One person has quietly stepped up into the role: Canadian Mark Carney, the governor of the Bank of England. Carney acted quickly to stem the panic from Brexit. Now he can and should do more. The list of challenges is daunting: prevent a recession from becoming a depression, preserve London’s preeminence as a financial capital, jump-start entrepreneurship, and make the economy work for everyone, not just a few. In normal circumstances, a central bank would take on one or two of these.
These are exceptional circumstances. Now is Carney’s moment to chart a new path for a more prosperous and dynamic United Kingdom. To do so, he must continue to embrace financial technology (fintech) and hasten the bank’s implementation of the blockchain—the vast, globally-distributed ledger in which anyone anywhere can move, store, and manage any kind of asset, from money and securities to intellectual property and votes, securely and privately without a trusted intermediary like a bank or government. Blockchain is the first digital medium for value, just as the internet was the first for information.
On June 16th, the Bank of England quietly published Carney’s Mansion House speech, the bank’s most important. In it, he laid out an ambitious vision for how fintech and blockchain could transform the global financial system and UK economy. He argued, “For everyone, fintech may deliver a more inclusive financial system, domestically and globally; with people better connected, more informed, and increasingly empowered.”
Carney also announced the bank was piloting a central bank digital currency project. With a “Britcoin,” the Bank of England could better defend against crises like Brexit, prevent financial crimes, encourage honest competition, foster innovation and financial inclusion, and boost growth. In a more recent paper published July 20, 2016, the Bank of England said replacing 30% of the currency in circulation with a central bank digital currency would “permanently raise GDP by as much as 3%” and “substantially improve the central bank’s ability to stabilize the business cycle.”
Carney is not the first central banker to suggest a central bank digital currency. The Bank of Canada recently announced a digital Canadian dollar pilot, in partnership with Canada’s biggest banks and the blockchain innovation firm, R3. As early as 2013, Ben Bernanke said that blockchains could “promote a faster, more secure, and more efficient payment system.”

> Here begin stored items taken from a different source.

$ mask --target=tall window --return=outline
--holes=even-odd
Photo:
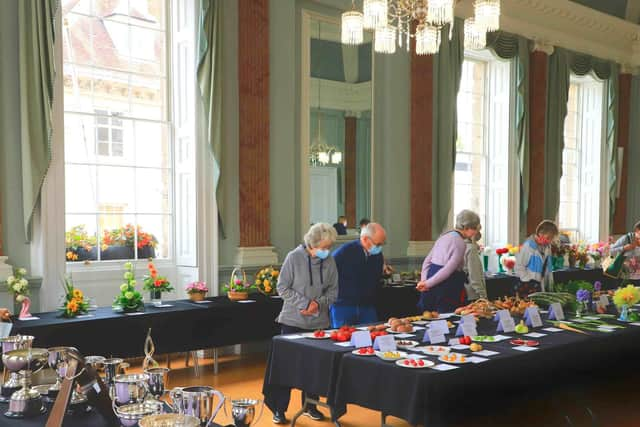
[[[67,261],[173,255],[165,8],[63,1]]]
[[[510,70],[488,52],[466,57],[458,92],[453,215],[477,212],[489,246],[508,240]]]
[[[572,240],[600,236],[604,84],[593,77],[571,78],[560,179],[558,222]]]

Blockchain promises to improve the three critical roles of central banks. First, they manage monetary policy by setting interest rates and controlling the money supply. Second, they maintain financial stability by acting as the lender of last resort and as the banker for governments and other banks in the system. Finally, they often share the burden of regulating the financial system and economy.
Let’s start with financial stability. In his Mansion House speech, Carney said fintech “has the potential to affect monetary policy transmission, the safety and soundness of the firms we supervise, the resilience of the financial system, and the nature of shocks that it might face.” According to Carolyn Wilkins, deputy governor of the Bank of Canada, a central bank digital currency would empower central banks to respond more quickly to systemic shock, gauge the efficacy of monetary decisions, and add transparency to financial markets.

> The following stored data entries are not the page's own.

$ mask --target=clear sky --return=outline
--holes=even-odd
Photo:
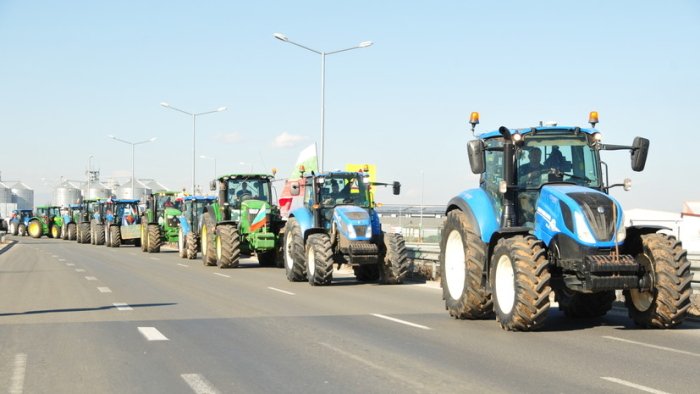
[[[466,143],[539,121],[587,126],[604,142],[651,140],[646,170],[603,152],[626,208],[678,212],[700,200],[700,2],[690,1],[13,1],[0,0],[0,171],[48,202],[61,177],[136,175],[172,189],[218,173],[287,176],[320,141],[326,59],[326,168],[377,165],[402,195],[445,204],[475,187]],[[241,162],[246,164],[240,164]]]

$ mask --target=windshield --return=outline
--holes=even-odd
[[[328,208],[341,204],[356,205],[368,208],[369,178],[359,174],[336,174],[323,179],[319,184],[318,194],[321,205]]]
[[[536,189],[545,183],[567,182],[600,187],[596,151],[586,135],[534,135],[517,152],[518,185]]]
[[[162,212],[164,208],[175,208],[180,210],[180,205],[182,200],[175,198],[175,196],[156,196],[156,201],[158,202],[158,211]]]
[[[227,181],[226,199],[233,208],[240,208],[246,200],[270,200],[270,181],[268,179],[237,178]]]

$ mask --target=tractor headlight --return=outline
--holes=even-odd
[[[365,238],[371,238],[372,237],[372,226],[367,226],[367,229],[365,230]]]
[[[357,238],[357,233],[355,232],[355,226],[348,224],[348,238]]]
[[[588,228],[588,223],[586,223],[586,219],[583,218],[581,212],[574,212],[574,224],[576,227],[576,236],[578,236],[581,241],[590,244],[595,243],[593,233],[591,233],[591,229]]]
[[[627,227],[625,227],[625,223],[627,223],[627,216],[623,213],[620,227],[617,229],[617,233],[615,235],[615,241],[618,243],[624,241],[627,237]]]

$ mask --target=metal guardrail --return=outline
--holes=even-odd
[[[435,279],[439,272],[440,246],[438,244],[406,244],[408,258],[413,263],[413,272],[420,272]],[[700,253],[688,253],[690,272],[693,274],[691,283],[695,292],[700,292]]]

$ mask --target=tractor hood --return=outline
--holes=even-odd
[[[625,239],[622,207],[614,198],[595,189],[544,186],[537,200],[535,236],[549,244],[557,234],[582,245],[612,247]]]
[[[176,216],[182,215],[182,212],[179,209],[176,208],[165,208],[165,217],[166,218],[172,218]]]
[[[262,200],[246,200],[241,203],[240,225],[243,232],[267,229],[271,212],[270,204]],[[233,212],[231,219],[234,219]]]
[[[372,238],[369,212],[354,205],[339,205],[333,210],[333,222],[340,233],[351,241]]]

What about central banks as regulators and watchdogs? The traceability and immutability of blockchain technology would improve systemic stability. Armed with perfect information, regulators could use “a lighter touch,” as Jesse McWaters of the World Economic Forum argues. Blockchain innovations like so-called triple-entry accounting, where a third time-stamped entry (alongside debits and credits) gets posted to a blockchain, would give regulators the 20/20 vision they need to manage risk and prevent wrongdoing.
How could blockchain transform monetary policy? Consider a hypothetical: In the wake of the next calamity (say an Italian banking crisis), Mr. Carney decides to cut benchmark rates to give the economy a boost. Today, a central bank must wait days, weeks, even months to see results. Carney argued that, with fintech and blockchain,
[…] big data techniques could tell us about the state of the economy more accurately and promptly. Forecast performance could improve, akin to the forecast improvements that better measurement of atmospheric conditions has, over time, delivered for meteorologists.
So we won’t need a weatherman to know which way the wind blows.
Carney has done much to seed this fintech and blockchain revolution; now he is in an extraordinary position to lead it. He cannot do it alone. The private sector, civil society, and others must also embrace this technology. Recently, the House of Lords convened a group of leading blockchain stakeholders, including deputy governor Dr. Ben Broadbent and industry leaders like Blythe Masters, CEO of the blockchain company Digital Asset Holdings. Other central banks must also step up. Wilkins agreed: “The Bank of Canada must work with other central banks on understanding this technology and what it means.”
Deeper collaboration and decisive action—not white papers—will bring about change. To paraphrase Winston Churchill: never let a good currency crisis go to waste.